I have a basement shop, It's wintertime in michigan and the house is closed up and the heat is on. Hygrometer in the shop reads 45%, It's so dry in my house I could poop dust!


----------



## SlickSqueegie (Jan 23, 2012)

woodtickgreg said:


> I have a basement shop, It's wintertime in michigan and the house is closed up and the heat is on. Hygrometer in the shop reads 45%, It's so dry in my house I could poop dust!



 lmao "poop dust"


----------



## Mike1950 (Jan 23, 2012)

32 here and probably lower humidity than that. Hell we are a high mt. desert climate. 30% is normal in summer.


----------



## jimmythewoodworker (Feb 23, 2012)

My workshop was running at 15% until I added an AOS humidifier. Now I'm at 50%............no more shocks from my equipment................Jimmy


----------



## woodtickgreg (Feb 24, 2012)

jimmythewoodworker said:


> My workshop was running at 15% until I added an AOS humidifier. Now I'm at 50%............no more shocks from my equipment................Jimmy


Only 15% in jersey, wow I never would have imagined jersey would be so low. I know what you mean about static shocks though, I let the cats sniff my finger and watch the spark jump off my finger to there nose and watch their eyes cross and they look at me like what the he--:diablo: cracks me up every time.

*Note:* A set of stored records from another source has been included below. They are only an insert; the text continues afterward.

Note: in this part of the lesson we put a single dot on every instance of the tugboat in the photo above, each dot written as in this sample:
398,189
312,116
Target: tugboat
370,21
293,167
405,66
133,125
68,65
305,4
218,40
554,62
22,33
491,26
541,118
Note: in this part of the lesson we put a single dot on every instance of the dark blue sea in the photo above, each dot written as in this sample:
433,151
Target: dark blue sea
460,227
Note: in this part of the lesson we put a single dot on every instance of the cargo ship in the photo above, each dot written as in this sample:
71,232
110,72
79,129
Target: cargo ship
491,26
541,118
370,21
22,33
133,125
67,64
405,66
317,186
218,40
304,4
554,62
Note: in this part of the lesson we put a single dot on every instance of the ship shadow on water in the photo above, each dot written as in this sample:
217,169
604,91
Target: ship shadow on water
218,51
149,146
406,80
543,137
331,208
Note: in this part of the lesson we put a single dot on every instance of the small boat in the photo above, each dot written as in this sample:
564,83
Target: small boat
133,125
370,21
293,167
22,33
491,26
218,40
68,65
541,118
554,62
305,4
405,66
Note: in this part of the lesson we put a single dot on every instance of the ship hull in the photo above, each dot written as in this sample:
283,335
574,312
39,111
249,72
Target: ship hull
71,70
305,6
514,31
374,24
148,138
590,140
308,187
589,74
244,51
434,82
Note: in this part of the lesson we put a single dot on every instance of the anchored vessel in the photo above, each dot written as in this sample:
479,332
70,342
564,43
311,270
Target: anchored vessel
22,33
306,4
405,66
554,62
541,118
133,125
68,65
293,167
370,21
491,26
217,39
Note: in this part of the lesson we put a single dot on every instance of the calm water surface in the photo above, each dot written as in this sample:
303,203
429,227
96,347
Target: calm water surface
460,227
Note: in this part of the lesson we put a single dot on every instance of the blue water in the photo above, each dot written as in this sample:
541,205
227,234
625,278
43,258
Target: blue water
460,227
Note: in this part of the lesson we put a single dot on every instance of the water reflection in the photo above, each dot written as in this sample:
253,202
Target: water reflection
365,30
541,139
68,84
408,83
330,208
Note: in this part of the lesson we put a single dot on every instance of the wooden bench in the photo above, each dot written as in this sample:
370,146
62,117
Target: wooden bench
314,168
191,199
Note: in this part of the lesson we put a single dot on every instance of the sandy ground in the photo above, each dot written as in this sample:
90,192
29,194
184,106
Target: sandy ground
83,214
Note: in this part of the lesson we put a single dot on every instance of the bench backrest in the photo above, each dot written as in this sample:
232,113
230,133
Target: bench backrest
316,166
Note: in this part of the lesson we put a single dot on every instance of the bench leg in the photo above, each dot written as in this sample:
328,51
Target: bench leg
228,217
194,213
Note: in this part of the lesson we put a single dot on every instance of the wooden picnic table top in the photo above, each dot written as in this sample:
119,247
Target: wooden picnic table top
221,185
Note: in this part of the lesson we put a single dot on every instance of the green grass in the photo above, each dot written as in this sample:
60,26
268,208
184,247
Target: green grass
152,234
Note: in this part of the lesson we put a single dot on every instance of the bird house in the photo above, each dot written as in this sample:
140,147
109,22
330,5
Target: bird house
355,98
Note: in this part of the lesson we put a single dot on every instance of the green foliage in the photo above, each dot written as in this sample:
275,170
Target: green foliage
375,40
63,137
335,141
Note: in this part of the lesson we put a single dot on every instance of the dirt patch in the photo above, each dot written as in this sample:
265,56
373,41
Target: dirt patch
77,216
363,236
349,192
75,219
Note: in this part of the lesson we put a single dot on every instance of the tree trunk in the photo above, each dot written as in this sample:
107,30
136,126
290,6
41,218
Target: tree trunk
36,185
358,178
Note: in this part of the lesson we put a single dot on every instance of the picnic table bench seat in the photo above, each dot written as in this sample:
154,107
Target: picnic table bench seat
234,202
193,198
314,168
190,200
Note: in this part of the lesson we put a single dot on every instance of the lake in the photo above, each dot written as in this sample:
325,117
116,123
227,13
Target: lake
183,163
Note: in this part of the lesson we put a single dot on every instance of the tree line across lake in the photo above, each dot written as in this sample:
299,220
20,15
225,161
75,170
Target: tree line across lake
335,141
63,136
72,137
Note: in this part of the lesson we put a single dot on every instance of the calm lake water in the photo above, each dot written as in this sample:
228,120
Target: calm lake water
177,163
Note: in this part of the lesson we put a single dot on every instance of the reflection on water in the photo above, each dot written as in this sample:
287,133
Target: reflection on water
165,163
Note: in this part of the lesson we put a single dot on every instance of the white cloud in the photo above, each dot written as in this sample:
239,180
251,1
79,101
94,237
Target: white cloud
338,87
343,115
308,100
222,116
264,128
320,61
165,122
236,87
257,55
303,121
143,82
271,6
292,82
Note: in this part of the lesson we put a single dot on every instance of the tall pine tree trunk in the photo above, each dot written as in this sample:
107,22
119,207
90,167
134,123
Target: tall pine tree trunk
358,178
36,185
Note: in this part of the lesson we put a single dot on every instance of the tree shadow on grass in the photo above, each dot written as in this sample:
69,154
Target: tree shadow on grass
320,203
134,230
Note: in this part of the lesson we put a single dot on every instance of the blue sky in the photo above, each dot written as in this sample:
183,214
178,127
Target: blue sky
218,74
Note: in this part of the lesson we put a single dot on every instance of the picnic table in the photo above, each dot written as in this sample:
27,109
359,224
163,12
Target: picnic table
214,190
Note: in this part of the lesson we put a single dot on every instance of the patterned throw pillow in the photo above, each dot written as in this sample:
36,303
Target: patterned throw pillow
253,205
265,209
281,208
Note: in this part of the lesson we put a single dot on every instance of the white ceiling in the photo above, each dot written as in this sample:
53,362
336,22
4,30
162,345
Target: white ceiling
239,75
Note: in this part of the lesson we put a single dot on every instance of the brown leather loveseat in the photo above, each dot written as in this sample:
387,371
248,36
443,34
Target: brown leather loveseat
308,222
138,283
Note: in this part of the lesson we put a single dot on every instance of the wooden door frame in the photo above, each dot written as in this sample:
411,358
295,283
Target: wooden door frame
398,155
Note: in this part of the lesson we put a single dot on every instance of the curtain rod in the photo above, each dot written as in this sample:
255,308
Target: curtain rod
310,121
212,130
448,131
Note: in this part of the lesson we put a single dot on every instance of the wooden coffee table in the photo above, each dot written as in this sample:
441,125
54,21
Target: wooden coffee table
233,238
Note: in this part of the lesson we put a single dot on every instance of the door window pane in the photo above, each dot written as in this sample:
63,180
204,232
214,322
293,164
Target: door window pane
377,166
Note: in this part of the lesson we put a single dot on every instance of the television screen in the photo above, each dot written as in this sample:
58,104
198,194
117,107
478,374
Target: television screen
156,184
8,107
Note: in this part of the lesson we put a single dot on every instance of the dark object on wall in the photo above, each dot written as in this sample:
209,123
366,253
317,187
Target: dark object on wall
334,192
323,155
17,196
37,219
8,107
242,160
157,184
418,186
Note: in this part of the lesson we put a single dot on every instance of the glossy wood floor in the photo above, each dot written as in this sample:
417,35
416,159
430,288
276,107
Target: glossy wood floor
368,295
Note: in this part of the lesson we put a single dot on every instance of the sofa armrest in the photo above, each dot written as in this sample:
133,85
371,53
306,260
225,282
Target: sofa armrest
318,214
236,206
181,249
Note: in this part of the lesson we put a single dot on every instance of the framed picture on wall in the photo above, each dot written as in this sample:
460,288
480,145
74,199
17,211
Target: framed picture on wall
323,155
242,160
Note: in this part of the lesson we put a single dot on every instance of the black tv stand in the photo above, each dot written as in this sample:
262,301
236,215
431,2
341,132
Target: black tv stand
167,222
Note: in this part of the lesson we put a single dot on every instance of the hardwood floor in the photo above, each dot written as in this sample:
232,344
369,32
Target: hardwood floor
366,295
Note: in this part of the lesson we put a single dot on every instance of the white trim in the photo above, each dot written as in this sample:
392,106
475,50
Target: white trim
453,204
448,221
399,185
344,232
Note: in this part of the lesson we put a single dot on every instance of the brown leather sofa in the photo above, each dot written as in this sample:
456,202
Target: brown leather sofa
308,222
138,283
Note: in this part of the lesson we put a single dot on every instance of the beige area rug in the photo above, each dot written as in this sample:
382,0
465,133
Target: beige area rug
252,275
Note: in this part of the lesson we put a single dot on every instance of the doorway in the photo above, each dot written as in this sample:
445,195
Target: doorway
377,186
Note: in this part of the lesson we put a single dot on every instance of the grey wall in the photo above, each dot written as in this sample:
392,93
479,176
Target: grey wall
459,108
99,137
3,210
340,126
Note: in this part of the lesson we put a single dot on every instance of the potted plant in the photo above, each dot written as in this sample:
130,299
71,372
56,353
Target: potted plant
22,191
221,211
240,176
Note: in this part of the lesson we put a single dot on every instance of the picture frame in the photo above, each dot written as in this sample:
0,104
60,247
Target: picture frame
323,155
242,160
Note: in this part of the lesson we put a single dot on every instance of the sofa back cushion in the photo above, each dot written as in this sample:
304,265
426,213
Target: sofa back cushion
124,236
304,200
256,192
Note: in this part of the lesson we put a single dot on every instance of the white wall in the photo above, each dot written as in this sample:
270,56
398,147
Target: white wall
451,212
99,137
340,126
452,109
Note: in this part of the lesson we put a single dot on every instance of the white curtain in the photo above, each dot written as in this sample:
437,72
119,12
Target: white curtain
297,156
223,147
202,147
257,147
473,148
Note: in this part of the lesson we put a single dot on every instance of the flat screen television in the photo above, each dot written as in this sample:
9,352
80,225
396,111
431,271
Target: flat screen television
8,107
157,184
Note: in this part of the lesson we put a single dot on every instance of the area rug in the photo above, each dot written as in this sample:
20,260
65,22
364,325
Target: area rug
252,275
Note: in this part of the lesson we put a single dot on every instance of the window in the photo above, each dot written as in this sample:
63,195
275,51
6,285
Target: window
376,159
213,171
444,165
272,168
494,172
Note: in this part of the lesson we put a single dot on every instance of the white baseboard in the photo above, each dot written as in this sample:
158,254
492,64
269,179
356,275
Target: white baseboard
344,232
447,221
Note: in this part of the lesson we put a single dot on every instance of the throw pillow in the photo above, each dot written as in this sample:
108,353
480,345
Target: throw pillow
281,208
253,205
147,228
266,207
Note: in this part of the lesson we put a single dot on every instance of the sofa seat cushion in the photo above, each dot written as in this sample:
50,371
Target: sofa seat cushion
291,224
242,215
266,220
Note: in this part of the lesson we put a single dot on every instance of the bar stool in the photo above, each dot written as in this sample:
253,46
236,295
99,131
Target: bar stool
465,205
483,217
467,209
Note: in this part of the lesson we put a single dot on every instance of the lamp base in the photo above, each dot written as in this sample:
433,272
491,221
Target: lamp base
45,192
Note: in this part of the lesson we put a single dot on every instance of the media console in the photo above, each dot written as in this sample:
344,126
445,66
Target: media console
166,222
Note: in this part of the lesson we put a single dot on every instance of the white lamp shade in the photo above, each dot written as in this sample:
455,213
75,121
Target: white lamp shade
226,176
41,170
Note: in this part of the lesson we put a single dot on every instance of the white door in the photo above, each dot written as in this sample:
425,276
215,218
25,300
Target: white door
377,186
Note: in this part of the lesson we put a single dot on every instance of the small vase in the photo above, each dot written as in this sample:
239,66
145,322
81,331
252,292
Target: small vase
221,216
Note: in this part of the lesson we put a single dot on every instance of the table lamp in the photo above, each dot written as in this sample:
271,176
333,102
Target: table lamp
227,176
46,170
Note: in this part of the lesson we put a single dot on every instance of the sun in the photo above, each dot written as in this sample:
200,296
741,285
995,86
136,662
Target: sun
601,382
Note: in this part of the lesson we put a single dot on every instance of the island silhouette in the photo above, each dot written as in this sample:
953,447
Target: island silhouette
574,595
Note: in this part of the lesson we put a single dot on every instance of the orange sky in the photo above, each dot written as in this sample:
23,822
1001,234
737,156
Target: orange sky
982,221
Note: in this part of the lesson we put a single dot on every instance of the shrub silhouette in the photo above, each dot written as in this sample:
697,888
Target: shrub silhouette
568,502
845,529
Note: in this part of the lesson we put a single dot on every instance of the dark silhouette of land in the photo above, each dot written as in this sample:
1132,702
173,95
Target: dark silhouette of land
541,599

Only happens in the winter.


----------



## jimmythewoodworker (Feb 24, 2012)

woodtickgreg said:


> jimmythewoodworker said:
> 
> 
> > My workshop was running at 15% until I added an AOS humidifier. Now I'm at 50%............no more shocks from my equipment................Jimmy
> ...



I got real tired of the shocks. My orbital sander is hooked to a Festool dust collector. The vacuum would create such a static shock that I would get sick to my stomach sometimes....OUCH......so I started wearing rubber gloves.:scare::scare:...............Jimmy


----------